The Role of mHealth for a Post-2015 Agenda
This post is part of our recurring series, mHealth Monday
As the international development community increasingly shifts its focus to a post-2015 agenda, we must reflect on how the world has changed since the Millennium Development Goals were adopted. For example, the mobile industry has grown dramatically over the last decade. At the end of 2003, there were a little more than one billion unique mobile subscribers. Today there are seven billion, and four out of five new mobile connections occur in the developing world.
This proliferation has helped initiatives like MAMA, Mobile Alliance for Maternal Action, grow from an idea to a cross-sector alliance that is helping more than 1.3 million women access vital health information right in the palm of their hands. It is important that we leverage our successes and move forward in ways that bring advances in maternal, newborn and child health to larger numbers women and children. When looking at the role of mHealth, and specifically mobile messaging, we have an exciting opportunity to collaborate at the highest levels and be even more strategic about our work.
By integrating our programs with ministries of health (MOH) and syncing our health messages with pregnancy registrations, we have the potential to scale our work to new heights, expanding our reach as seamlessly as possible. By connecting directly to the woman’s health records, we will have access to data that can help the mHealth community measure its impact more effectively. And by syncing with MOH pregnancy registries, we also support the work of governments to track the number of pregnancies and health outcomes and, therefore, support them in better serving women and children.

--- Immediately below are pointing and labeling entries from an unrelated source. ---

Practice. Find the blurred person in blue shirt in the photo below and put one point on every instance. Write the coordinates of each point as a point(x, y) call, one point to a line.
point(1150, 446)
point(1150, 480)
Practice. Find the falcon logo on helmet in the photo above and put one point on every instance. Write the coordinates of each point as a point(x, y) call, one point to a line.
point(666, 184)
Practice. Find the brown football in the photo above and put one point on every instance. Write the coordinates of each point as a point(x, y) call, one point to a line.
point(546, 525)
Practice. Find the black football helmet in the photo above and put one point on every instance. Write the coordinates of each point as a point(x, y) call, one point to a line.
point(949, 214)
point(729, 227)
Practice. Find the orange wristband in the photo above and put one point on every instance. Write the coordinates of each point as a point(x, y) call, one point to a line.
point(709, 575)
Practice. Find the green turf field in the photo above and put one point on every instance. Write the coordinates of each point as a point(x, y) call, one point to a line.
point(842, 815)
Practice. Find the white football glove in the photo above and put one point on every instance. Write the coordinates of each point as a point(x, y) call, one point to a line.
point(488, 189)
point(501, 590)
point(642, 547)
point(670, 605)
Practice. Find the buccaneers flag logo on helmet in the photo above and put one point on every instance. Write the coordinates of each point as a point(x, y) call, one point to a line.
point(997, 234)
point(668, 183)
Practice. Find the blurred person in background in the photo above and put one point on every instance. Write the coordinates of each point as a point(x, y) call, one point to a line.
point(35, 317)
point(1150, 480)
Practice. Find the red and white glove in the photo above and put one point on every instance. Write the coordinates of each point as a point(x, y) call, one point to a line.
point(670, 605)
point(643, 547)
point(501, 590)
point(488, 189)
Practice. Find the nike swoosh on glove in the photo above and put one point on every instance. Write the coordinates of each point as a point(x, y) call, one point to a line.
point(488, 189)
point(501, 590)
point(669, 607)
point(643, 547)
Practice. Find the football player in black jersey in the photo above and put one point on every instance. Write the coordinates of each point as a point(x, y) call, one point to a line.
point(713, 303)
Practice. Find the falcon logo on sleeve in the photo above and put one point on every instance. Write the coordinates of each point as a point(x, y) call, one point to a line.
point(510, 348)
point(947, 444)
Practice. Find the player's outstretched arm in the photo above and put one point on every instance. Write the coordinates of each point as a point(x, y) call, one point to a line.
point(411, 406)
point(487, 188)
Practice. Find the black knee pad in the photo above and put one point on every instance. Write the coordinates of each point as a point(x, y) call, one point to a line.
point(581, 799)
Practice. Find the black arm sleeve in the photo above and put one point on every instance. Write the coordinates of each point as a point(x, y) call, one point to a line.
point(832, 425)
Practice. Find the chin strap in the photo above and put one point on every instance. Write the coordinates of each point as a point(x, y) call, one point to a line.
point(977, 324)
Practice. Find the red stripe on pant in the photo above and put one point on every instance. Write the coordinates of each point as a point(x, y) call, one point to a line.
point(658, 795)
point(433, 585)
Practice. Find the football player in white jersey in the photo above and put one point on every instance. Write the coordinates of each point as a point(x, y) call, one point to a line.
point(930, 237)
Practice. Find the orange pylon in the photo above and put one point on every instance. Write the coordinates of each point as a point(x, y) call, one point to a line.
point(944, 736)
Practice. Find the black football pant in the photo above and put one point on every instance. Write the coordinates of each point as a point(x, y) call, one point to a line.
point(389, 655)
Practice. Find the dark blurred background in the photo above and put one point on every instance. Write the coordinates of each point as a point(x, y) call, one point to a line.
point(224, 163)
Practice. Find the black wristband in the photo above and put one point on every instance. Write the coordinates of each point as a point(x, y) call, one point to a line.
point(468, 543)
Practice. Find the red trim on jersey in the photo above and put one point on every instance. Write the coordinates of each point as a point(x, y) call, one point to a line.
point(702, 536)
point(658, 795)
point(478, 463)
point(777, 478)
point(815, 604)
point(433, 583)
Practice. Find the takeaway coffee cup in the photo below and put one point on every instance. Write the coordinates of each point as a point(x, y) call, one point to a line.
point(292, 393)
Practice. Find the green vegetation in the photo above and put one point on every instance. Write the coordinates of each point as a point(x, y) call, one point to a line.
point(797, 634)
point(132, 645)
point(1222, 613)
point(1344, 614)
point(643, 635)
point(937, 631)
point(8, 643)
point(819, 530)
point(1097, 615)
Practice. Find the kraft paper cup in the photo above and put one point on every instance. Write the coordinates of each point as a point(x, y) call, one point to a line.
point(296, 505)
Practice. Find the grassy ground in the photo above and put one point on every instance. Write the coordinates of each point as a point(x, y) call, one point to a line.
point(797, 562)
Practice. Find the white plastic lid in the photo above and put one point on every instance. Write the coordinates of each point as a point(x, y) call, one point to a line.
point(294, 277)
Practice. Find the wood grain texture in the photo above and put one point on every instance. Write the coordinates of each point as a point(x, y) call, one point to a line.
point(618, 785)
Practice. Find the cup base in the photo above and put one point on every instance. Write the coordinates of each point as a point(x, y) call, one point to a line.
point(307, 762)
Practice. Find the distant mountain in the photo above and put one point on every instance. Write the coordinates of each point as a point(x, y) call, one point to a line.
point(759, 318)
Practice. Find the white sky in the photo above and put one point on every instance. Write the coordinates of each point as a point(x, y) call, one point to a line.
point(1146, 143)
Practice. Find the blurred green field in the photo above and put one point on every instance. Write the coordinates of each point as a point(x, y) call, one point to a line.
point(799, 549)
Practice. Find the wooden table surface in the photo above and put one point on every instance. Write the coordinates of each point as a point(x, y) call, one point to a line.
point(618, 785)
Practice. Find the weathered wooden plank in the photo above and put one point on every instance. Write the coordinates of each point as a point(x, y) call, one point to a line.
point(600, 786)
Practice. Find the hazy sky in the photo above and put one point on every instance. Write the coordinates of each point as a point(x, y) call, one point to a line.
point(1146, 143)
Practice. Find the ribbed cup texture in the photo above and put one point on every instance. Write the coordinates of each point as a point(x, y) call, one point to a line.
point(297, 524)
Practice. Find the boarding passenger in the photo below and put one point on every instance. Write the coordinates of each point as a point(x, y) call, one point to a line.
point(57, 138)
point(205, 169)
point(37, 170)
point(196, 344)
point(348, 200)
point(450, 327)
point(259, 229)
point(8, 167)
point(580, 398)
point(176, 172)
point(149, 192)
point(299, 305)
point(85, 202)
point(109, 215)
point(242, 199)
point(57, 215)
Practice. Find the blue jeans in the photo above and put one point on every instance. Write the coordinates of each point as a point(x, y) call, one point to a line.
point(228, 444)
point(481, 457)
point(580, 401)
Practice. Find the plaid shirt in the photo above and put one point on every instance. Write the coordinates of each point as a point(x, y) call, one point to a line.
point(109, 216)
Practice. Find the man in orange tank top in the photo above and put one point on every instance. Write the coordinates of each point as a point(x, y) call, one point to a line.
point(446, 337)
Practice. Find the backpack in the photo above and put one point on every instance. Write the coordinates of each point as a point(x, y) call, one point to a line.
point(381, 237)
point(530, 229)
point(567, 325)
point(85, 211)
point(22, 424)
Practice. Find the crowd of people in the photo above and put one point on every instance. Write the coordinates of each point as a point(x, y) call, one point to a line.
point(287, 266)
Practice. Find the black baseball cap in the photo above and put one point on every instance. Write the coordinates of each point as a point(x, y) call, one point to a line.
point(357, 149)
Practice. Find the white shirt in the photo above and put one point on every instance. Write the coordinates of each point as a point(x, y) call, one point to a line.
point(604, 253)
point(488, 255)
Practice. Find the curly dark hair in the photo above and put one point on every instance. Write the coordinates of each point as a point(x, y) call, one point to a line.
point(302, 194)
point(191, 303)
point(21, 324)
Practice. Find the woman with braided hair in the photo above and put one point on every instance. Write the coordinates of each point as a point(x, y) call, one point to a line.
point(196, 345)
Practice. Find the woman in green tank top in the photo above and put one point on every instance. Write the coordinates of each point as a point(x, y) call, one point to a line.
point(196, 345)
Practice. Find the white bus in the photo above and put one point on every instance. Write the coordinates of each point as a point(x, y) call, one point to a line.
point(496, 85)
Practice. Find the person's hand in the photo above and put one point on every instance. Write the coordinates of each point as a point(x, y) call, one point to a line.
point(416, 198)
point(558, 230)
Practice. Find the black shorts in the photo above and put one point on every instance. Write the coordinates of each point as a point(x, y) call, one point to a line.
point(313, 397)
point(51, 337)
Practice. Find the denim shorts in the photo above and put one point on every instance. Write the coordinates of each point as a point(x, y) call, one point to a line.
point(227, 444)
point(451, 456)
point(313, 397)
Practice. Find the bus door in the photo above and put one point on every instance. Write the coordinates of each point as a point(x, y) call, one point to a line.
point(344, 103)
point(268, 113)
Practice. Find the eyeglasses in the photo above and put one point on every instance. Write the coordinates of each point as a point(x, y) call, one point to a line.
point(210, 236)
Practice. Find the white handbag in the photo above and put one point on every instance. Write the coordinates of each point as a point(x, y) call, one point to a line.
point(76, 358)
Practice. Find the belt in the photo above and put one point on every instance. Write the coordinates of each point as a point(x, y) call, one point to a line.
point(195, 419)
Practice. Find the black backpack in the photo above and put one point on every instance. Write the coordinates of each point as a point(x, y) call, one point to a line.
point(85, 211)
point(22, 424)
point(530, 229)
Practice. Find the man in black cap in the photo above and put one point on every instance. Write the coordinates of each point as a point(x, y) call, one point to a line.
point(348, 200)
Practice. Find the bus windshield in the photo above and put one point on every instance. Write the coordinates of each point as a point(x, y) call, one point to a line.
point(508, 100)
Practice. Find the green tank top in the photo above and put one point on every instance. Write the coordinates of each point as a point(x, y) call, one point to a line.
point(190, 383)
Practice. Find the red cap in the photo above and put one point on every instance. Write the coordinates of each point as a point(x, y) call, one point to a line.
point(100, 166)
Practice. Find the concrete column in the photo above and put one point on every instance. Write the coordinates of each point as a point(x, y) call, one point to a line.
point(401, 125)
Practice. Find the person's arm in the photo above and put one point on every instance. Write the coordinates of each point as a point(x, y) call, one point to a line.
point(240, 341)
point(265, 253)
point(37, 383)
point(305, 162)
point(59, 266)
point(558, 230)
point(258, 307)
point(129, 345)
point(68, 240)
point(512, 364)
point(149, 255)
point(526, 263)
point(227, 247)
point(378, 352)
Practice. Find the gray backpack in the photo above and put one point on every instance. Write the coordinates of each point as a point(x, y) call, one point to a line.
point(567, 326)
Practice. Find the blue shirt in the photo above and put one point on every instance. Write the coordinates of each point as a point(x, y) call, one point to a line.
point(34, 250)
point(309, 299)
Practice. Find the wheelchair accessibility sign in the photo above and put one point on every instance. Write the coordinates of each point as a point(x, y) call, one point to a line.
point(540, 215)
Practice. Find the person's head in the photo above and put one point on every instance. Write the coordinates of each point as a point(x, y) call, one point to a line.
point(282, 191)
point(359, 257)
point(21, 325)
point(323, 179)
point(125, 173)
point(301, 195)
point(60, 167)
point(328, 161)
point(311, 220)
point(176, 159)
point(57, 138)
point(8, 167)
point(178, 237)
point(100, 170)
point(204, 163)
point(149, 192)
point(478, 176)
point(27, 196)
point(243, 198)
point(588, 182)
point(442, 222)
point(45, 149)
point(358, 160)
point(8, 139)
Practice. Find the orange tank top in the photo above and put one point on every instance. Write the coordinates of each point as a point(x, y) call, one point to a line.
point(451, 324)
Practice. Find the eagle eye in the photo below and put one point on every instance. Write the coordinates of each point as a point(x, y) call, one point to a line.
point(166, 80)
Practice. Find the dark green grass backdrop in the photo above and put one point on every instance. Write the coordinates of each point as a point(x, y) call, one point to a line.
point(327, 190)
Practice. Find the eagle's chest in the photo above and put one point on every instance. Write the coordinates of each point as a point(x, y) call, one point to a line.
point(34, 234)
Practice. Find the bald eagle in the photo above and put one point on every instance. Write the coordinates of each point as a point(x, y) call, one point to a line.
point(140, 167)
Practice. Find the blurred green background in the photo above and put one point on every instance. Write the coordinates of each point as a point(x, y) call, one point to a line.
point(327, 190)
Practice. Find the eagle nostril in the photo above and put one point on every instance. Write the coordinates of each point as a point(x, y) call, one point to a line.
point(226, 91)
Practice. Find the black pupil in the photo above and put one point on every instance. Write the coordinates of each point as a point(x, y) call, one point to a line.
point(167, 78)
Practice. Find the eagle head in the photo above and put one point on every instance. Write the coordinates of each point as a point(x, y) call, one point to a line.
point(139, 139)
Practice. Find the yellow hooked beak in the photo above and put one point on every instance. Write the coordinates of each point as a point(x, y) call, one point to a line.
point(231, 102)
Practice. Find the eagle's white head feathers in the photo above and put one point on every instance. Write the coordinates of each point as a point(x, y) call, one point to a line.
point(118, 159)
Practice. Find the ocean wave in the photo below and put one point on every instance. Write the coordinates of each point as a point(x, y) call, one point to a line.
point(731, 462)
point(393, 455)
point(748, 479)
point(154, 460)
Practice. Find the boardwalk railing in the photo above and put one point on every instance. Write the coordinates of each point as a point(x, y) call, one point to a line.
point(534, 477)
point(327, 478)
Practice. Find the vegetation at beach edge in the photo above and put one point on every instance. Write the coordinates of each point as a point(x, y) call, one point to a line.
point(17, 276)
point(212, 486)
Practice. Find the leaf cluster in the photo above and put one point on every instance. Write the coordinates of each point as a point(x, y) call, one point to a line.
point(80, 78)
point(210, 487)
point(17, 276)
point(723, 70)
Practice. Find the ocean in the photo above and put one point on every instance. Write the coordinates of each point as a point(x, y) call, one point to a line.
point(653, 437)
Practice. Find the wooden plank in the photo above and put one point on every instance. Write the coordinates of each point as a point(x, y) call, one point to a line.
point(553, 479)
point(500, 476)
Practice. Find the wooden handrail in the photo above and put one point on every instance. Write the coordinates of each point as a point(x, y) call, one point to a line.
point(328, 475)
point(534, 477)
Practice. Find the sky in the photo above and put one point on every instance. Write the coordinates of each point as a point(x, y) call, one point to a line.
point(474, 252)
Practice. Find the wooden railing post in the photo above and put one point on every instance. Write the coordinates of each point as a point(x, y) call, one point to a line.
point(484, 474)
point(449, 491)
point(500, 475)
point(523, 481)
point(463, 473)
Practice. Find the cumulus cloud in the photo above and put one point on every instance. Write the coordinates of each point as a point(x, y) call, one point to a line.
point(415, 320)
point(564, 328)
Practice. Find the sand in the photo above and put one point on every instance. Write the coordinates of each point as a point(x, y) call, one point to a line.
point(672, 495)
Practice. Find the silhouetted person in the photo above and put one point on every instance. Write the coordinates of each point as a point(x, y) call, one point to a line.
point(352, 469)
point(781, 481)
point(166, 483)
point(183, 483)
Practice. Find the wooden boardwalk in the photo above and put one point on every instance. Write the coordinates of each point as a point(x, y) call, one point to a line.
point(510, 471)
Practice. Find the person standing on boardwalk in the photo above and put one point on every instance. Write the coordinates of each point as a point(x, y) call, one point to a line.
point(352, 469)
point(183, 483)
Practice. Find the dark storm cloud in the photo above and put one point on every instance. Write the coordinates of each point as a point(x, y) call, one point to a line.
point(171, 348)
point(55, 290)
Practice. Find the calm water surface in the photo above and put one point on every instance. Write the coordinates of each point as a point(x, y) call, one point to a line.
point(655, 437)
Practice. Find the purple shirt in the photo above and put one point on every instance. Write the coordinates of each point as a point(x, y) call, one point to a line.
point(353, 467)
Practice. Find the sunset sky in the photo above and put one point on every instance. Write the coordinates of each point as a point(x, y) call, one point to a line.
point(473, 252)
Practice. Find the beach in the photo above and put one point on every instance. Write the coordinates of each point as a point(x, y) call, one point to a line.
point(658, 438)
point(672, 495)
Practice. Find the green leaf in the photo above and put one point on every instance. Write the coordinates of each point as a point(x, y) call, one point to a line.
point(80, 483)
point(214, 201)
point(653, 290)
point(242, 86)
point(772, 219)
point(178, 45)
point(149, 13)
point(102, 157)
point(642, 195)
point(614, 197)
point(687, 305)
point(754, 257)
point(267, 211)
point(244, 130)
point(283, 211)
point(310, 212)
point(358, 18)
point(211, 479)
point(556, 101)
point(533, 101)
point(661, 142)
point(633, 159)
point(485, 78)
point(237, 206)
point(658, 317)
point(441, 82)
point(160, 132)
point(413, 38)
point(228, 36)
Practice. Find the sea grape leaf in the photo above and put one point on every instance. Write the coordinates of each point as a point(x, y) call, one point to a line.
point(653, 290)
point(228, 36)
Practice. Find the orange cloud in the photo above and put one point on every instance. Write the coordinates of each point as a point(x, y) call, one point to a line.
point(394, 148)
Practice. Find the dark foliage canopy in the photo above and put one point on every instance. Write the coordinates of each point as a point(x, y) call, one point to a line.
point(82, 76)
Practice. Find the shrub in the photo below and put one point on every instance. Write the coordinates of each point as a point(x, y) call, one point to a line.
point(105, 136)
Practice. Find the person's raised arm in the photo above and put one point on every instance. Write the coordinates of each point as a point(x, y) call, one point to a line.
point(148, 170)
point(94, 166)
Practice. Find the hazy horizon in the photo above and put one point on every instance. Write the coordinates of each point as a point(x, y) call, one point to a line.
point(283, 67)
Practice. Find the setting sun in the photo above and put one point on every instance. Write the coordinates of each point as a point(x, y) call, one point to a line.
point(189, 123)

One example is in South Africa, where the local MAMA team has been working closely with the South African National Department of Health (NDoH) on their new pregnancy registry, messaging and help desk program that will be launched in the coming months.
By linking directly with pregnancy registries, we will be able to reach greater numbers of women more efficiently, giving us the true opportunity for scale up. Of course, we’ll always need to do more targeted outreach to those most in need, as we do in Bangladesh through community health workers, brand promoters and other outreach officers. As more women at all levels of the economic and health spectrums have access to mobile messages, the gap between the privileged and most vulnerable will shrink.
Mobile technology transcends geographic and socioeconomic boundaries, allowing for an opportunity to reach populations that were previously unreachable and those that most need access to information, goods and services. Pregnancy is a pivotal time in a woman’s life and one when informed choices can create generations of healthy, happy women and children. By integrating mobile messaging during pregnancy, and through formal health channels, we will realize the true power of mobile to bridge the digital divide.
As we turn to post-2015 goals and begin to address development challenges in a more holistic, integrated way, mobile is a key tool to provide women the access to health-related and other information and services that will help them improve their lives and the lives of their children.